“Bali neng Gunungkidul”

oleh
Angkringan "Bali neng Gunungkidul"

Aku adalah kamu
Kamu adalah dia
Dia adalah kita
[Kang Jantra]

Petuah orang-tua desa dan dituturkan berulang kepada para anak rantau: bawa lah pengetahuanmu dari desa (kabisan) untuk mencari penghidupan di perantauan (upa-boga); gunakan selalu tepa-sarira dan urmat-kinurmatan karena pada dasarnya manusia-manusia itu berbeda-beda tetapi merupakan gambaran masing-masing diri-sendiri; saya kira ini selaras dengan prinsip hidupnya.

Tempat-rantau merupakan tempat yang sangat kompetitif. Perubahan sosial-personal masyarakat kota amat cepat. Tentu, perubahan ini dengan tanpa meninggalkan semangat-khas-desa yang dibawa oleh kultur masing-masing perantau. Tempat rantau kaya percampuran berbagai macam budaya (kosmopolit). Fenomena angkringan, atau Hidangan Istimewa Kampung (HIK), atau warung-wedangan dan warung-kopi (warkop), bak tumbuhnya jamur di musim hujan, merupakan salah satu tempat bercampurnya beraneka budaya itu.
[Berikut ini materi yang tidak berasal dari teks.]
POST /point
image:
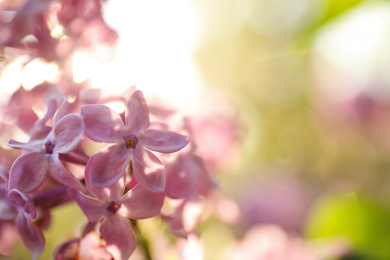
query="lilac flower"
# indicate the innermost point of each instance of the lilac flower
(112, 207)
(15, 205)
(29, 170)
(131, 138)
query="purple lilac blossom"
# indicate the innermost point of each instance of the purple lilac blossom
(133, 141)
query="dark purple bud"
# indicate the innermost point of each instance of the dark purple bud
(131, 141)
(113, 207)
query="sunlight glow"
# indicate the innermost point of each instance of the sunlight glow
(154, 51)
(355, 50)
(83, 67)
(38, 71)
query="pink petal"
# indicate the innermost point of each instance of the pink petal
(24, 202)
(93, 208)
(148, 170)
(67, 250)
(108, 166)
(31, 235)
(110, 193)
(102, 123)
(182, 175)
(28, 171)
(34, 145)
(163, 141)
(62, 175)
(136, 113)
(140, 203)
(68, 133)
(119, 236)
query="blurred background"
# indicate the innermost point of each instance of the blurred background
(292, 100)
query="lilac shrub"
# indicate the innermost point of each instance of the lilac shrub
(130, 179)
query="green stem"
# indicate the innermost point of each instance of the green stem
(141, 241)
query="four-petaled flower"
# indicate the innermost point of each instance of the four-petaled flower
(42, 155)
(15, 205)
(131, 138)
(112, 207)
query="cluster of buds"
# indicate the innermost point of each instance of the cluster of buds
(143, 164)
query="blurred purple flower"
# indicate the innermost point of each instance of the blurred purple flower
(15, 205)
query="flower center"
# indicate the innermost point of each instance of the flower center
(49, 147)
(113, 207)
(131, 141)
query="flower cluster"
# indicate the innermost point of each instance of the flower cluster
(142, 165)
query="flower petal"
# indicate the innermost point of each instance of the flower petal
(28, 171)
(108, 166)
(62, 175)
(110, 193)
(148, 170)
(68, 133)
(31, 235)
(34, 145)
(24, 202)
(136, 113)
(102, 123)
(93, 208)
(119, 236)
(140, 203)
(62, 111)
(163, 141)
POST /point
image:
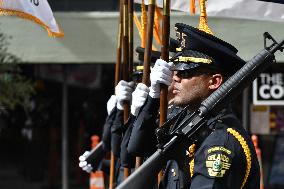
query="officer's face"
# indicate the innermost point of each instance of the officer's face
(191, 87)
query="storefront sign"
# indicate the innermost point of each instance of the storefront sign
(268, 89)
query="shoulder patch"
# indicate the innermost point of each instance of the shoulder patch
(218, 161)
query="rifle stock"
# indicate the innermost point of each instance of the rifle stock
(189, 128)
(145, 175)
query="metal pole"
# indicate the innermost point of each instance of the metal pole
(64, 131)
(245, 107)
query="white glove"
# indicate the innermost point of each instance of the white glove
(160, 74)
(139, 97)
(123, 92)
(111, 104)
(83, 163)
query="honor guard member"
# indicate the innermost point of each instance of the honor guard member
(111, 137)
(223, 156)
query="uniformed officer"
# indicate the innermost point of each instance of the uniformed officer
(223, 156)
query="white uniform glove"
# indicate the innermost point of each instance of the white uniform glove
(139, 97)
(111, 104)
(83, 163)
(123, 92)
(160, 74)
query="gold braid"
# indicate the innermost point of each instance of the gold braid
(246, 151)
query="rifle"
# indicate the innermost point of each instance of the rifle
(187, 131)
(147, 53)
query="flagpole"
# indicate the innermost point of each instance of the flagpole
(165, 57)
(149, 41)
(147, 53)
(125, 69)
(117, 78)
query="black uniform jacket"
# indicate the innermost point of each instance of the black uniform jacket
(224, 158)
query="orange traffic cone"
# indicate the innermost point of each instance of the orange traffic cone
(258, 153)
(96, 178)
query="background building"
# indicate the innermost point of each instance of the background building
(80, 67)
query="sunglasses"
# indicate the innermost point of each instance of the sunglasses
(186, 74)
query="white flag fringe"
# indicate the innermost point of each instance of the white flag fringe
(38, 11)
(246, 9)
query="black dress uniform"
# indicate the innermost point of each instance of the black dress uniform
(223, 157)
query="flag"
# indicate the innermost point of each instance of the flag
(246, 9)
(38, 11)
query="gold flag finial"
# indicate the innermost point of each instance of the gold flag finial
(203, 24)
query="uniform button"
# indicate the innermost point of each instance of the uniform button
(174, 173)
Tempat-tempat seperti angkringan menggambarkan bagaimana khasanah ilmu pengetahuan-desa yang berupa aneka makanan dan minuman (tradisional desa) bergandengan-berjajar dengan eksistensi roti, goodday, atau ABC-Susu (tradisional-kota), di suatu tempat dan waktu yang amat senggang nan santai. Meskipun, sekarang ini, batas antara mana ilmu-pengetahuan desa dengan mana ilmu-pengetahuan-kota semakin tipis; mana orang-desa mana orang-kota semakin lentur; mana waktu-senggang mana waktu-kerja semakin kabur; bahkan terkadang bercampur-berbaur tanpa batas.

Iya, bisa saya simpulkan sementara bahwa kehidupannya tanpa batas kekakuan-kekakuan, bahkan keaku-akuan. Ia lelaki 40-an tahun. Ia berkumis lebat, berjenggot, berambut gondrong, berakik, ber-udud mbako linthingan. Ia  bernama Jantra; begini ia menyebut dirinya sendiri. Sebutan ini kemudian ia kabarkan kepada beberapa ‘saudara’ yang pernah hadir di angkringannya termasuk kepada saya dan teman-saya. Nama asalnya dari desa sebenarnya Bena Farispa, suka saja ia dengan sebutan jantra ini. Asal-usulnya dari Ngurak-urak Petir Rongkop. Ia (malam itu) memakai udheng-rerenggan (bukan blangkonan atau cetakan) dan kaos dan kathok hitam. Udheng ia-lilit-lilitkan di kepalanya, serupa mahkota. Barangkali melalui tata-caranya berpakaian seperti itu bukan gambaran sifat keaku-akuannya. Bukan. Namun ia sekedar hendak mengabarkan identitasnya dan mengingatkan asal-usulnya: ia, sekaligus saya dan teman-saya, adalah orang desa. Ia adalah orang Gunungkidul sisi selatan (Gunung Sewu), saya sisi utara (Batur Agung). Ia, dan saya, orang Jawa. Ia berbudaya udheng Jawa (baca: paham pengetahuan Jawa).

Kang Jantra sedang melayani pembeli. Swara/WG.
Kang Jantra sedang melayani pembeli. Swara/WG.

Dulu, Kang Jantra adalah pemuda dari Petir yang merantau ke Bali. Kemudian ia beristri wanita Bali. Karena suatu sebab sang istri diajak bali (pulang) ke Petir Rongkop. Setahun di Petir hanya lonthang-lanthung tak memiliki pekerjaan tetap menjadikannya memutuskan merantau ke Tangerang. Istri dan seorang anak ia tinggalkan di Petir. Di Tangerang kurang lebih 7 tahunan semenjak 2003 ia membuka angkringan di lingkungan pabrik. Hasilnya bisa dikatakan cukup, “Karena tempatnya strategis, Mas, lingkungan pabrik, ramai” begini ia menceritakan.  Tahun 2010, karena suatu sebab pula, bali (pulang) lah ia ke Petir. Untuk menyambung kehidupan keluarga di Petir ia kerja-buruh apa adanya, beraneka pekerjaan ditandangi, dari buruh-tani hingga udhak-udhak bangunan.